Vice president, Bell Mortgage

St. Paul native Keenan Raverty, 42, started his career as a banker and transitioned into mortgage banking. He's a vice president at Bell Mortgage, Minnesota's oldest and largest privately owned mortgage-banking company. He's also the new president/chairman of the board of the Minnesota Mortgage Association (MMA), a trade group representing mortgage professionals statewide. Raverty says the group encourages education and professionalism in the industry while its members work to connect Minnesota consumers with appropriate and affordable mortgage loans.

Raverty is currently chairman of the MMA Government Affairs Committee and a member of the MMA board of governors. He's also a past president and board chairman of the Mortgage Bankers Association of Minnesota and the Mortgage Association of Minnesota.

Q: What's your primary role at Bell Mortgage?

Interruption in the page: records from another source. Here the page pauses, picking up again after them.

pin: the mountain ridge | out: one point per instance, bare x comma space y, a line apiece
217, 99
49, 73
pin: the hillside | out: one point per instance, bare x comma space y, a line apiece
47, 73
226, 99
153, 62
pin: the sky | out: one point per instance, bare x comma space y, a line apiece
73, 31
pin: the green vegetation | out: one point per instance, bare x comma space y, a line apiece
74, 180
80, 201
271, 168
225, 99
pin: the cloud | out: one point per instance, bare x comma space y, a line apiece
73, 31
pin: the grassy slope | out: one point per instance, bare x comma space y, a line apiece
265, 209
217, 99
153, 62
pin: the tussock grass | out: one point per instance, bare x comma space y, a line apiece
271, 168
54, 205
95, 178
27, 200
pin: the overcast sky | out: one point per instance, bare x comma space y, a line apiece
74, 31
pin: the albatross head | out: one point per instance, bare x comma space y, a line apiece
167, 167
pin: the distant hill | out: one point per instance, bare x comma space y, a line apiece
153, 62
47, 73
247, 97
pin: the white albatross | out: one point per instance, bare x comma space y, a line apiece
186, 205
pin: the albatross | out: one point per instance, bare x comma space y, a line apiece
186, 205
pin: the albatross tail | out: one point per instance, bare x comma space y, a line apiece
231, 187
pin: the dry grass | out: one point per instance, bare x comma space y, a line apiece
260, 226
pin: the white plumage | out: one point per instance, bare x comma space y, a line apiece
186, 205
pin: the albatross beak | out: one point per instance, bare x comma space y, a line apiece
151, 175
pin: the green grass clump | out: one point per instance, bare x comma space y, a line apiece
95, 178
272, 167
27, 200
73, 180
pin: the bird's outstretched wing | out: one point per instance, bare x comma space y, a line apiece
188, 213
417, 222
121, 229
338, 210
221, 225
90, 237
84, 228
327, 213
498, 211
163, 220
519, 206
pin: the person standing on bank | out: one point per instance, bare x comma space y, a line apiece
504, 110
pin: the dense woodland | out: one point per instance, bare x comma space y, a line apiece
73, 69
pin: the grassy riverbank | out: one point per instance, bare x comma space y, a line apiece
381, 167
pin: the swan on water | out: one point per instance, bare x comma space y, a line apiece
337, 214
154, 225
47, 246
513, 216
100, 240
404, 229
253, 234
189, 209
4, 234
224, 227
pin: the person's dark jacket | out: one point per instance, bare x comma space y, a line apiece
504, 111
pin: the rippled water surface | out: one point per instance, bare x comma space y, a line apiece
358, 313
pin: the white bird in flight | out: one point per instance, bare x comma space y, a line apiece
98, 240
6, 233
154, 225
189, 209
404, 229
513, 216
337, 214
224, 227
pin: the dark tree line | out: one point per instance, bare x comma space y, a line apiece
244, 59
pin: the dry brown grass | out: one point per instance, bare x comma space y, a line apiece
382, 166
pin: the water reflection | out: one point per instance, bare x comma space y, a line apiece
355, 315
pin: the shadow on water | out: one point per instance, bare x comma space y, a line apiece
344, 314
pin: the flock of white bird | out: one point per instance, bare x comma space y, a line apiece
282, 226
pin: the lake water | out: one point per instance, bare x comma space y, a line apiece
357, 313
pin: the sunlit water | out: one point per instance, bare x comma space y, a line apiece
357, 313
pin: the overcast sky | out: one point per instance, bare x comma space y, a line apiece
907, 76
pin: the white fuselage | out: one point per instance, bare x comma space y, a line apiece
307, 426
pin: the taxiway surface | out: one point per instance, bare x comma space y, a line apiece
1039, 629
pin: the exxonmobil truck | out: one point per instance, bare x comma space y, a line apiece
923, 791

A: Helping consumers write mortgages and managing certain areas of our production. Bell has traditionally had a very strong market share in Minnesota, and especially in the west metro, but has not had as strong of a market share in the east metro. I'm more of a St. Paul guy, and that's where my connections and roots are, so I joined Bell with the hope of growing our east metro/St. Paul-area production.

Q: What issues face the mortgage industry?

A: Fannie Mae and Freddie Mac — two large government-sponsored enterprises that backed the majority of the loans throughout our country — failed. They're insolvent and in government receivership. There's a lot of discussion about what's the future of the secondary mortgage market, which allows banks to sell mortgages. Where do loans ultimately get placed going forward?

Q: What are other issues from the crisis?

A: Landmark legislation passed called the Dodd-Frank Act. As part of that, there were required regulatory and compliance steps with staged implementation for the mortgage industry. By far the largest and most significant part of that has mandatory compliance by January 2014, so our members are really scrambling.

Q: Do you have concerns about Dodd-Frank?

A: As an association and industry, I think ­consumers are best helped when they have lots of options for financing. The Dodd-Frank regulation was really written without regard to how big or small an organization is. Companies may need to hire a full-time compliance officer and engage additional accounting practices. We fear that it's at least possible that some of the smaller ­providers are going to decide to get out of the mortgage business, which ultimately, could mean fewer choices for consumers.